As of March 30, 2018 and June 30, 2017, the liability for uncertain tax positions including accrued interest and penalties was $2.2 million and $2.0 million, respectively. The Company expects the estimated amount of liability associated with its uncertain tax positions to decrease within the next 12 months due to the lapse of the applicable statute of limitations in foreign tax jurisdictions.

The Company files income tax returns in the United States and foreign tax jurisdictions. The tax years from 2012 to 2016 remain open to examination by U.S. federal and state tax authorities, and foreign tax authorities. The Company’s income tax is recognized based on the best estimate of the expected annual effective tax rate for the full financial year of each entity in the Company, adjusted for discrete items arising in that quarter. If the Company’s estimated annual effective tax rate changes, the Company makes a cumulative adjustment in that quarter.

The effective tax rates for the Company for the three months ended March 30, 2018 and March 31, 2017 were 6.2% and 6.5%, respectively, of net income. The decrease was primarily due to the fact that the Company had higher income not subject to tax during the three months ended March 30, 2018, compared with the three months ended March 31, 2017.

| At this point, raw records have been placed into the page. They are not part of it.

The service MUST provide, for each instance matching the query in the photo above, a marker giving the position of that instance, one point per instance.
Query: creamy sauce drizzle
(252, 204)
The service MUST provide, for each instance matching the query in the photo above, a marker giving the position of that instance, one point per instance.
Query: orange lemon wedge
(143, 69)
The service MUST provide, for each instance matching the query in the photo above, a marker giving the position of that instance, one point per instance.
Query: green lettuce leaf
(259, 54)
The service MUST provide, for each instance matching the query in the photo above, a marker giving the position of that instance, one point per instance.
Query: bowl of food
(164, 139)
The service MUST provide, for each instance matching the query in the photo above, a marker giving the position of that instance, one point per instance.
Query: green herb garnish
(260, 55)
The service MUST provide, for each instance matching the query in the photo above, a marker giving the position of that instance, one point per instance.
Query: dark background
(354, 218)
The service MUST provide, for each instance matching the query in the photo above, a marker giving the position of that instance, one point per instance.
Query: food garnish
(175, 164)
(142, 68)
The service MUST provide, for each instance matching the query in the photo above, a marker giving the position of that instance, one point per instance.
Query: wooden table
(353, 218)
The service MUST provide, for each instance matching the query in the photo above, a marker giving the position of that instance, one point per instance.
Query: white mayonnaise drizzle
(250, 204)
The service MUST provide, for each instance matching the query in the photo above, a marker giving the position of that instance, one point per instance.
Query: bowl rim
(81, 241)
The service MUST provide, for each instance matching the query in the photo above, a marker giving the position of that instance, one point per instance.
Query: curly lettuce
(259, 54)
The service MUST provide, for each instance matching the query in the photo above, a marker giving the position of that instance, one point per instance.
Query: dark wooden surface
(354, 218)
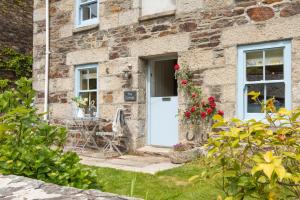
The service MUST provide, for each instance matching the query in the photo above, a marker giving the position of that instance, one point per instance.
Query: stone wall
(16, 25)
(203, 34)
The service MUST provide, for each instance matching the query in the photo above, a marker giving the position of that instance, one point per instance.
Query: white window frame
(79, 21)
(77, 82)
(242, 82)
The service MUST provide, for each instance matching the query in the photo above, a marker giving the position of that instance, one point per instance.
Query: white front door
(163, 104)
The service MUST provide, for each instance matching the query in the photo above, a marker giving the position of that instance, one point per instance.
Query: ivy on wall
(20, 64)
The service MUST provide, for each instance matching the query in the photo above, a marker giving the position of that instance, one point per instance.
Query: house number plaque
(130, 95)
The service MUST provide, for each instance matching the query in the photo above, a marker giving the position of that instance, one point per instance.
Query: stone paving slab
(21, 188)
(143, 164)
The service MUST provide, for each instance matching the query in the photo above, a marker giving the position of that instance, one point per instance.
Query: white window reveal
(151, 7)
(86, 87)
(87, 12)
(264, 68)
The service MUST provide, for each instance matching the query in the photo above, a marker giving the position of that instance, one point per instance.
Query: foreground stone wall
(203, 34)
(16, 187)
(16, 24)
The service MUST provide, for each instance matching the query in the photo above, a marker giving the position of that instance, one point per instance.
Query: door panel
(163, 104)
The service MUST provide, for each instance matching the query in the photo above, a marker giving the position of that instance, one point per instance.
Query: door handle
(166, 99)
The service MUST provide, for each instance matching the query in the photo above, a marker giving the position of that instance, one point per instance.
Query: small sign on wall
(130, 96)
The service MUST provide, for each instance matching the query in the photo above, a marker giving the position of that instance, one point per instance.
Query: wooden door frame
(148, 91)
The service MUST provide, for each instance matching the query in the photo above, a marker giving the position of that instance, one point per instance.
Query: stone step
(154, 151)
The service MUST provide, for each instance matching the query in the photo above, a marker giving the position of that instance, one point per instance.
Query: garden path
(145, 164)
(17, 188)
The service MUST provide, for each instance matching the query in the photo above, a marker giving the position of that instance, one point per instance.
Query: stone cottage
(121, 53)
(16, 25)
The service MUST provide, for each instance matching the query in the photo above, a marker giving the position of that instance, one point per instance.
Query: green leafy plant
(31, 147)
(258, 159)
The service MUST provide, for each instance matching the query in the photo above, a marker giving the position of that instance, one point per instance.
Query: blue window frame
(265, 68)
(86, 86)
(87, 12)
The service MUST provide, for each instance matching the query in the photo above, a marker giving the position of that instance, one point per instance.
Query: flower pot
(80, 113)
(180, 157)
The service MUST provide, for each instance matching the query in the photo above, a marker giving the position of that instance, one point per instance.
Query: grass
(166, 185)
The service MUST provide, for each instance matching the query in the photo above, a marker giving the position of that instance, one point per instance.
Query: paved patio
(144, 164)
(21, 188)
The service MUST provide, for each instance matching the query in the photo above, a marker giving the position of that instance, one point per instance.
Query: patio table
(87, 129)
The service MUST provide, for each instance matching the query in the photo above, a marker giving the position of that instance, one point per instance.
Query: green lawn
(170, 184)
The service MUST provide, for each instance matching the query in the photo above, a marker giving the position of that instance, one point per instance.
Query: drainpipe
(46, 91)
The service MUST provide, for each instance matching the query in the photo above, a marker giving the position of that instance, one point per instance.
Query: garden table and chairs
(84, 130)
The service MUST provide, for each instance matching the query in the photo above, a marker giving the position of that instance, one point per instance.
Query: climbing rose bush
(198, 108)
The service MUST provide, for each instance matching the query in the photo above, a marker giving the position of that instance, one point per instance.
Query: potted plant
(81, 106)
(198, 111)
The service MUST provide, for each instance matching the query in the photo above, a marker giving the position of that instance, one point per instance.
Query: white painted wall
(150, 7)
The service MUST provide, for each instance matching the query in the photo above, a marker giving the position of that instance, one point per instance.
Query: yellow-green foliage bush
(258, 159)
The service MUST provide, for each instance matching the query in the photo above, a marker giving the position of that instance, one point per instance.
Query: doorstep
(154, 151)
(142, 164)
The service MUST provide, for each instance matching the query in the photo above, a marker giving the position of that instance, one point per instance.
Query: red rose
(209, 111)
(213, 105)
(187, 114)
(281, 137)
(203, 115)
(211, 99)
(221, 112)
(184, 82)
(193, 109)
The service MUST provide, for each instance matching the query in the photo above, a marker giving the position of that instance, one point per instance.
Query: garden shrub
(31, 147)
(258, 159)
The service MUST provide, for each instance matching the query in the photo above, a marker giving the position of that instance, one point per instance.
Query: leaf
(218, 118)
(295, 116)
(268, 169)
(256, 169)
(218, 124)
(284, 112)
(281, 172)
(268, 156)
(254, 95)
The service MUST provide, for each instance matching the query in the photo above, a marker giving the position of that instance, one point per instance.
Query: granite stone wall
(203, 34)
(16, 25)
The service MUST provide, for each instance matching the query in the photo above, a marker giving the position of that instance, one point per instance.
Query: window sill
(157, 15)
(85, 28)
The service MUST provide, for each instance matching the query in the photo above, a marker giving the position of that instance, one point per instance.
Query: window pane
(91, 97)
(93, 10)
(274, 72)
(254, 58)
(83, 80)
(85, 12)
(276, 90)
(274, 56)
(93, 84)
(92, 78)
(252, 106)
(254, 73)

The effective tax rates for the Company for the nine months ended March 30, 2018 and March 31, 2017 were 6.3% and 6.7%, respectively, of net income. The decrease was primarily due to the fact that the Company had higher income not subject to tax during the nine months ended March 30, 2018, compared with the nine months ended March 31, 2017.

 

On December 22, 2017, the Tax Cuts and Jobs Act (the “TCJ Act”) was enacted into law. The TCJ Act provides for significant changes to the U.S. Internal Revenue Code of 1986, as amended (the “Code”), that impact corporate taxation requirements, such as the reduction of the federal tax rate for corporations from 35% to 21% and changes or limitations to certain tax deductions. The impact of the TCJ Act for the Company was a reduction of the value of deferred tax assets (which represent future tax benefits) of its U.S. subsidiaries as a result of lowering the U.S. corporate income tax rate from 35% to 21%. This reduction of the value of deferred tax assets was fully offset by a reversal of the valuation allowance on the related deferred tax assets. Therefore, there is no impact to the unaudited condensed consolidated financial statements.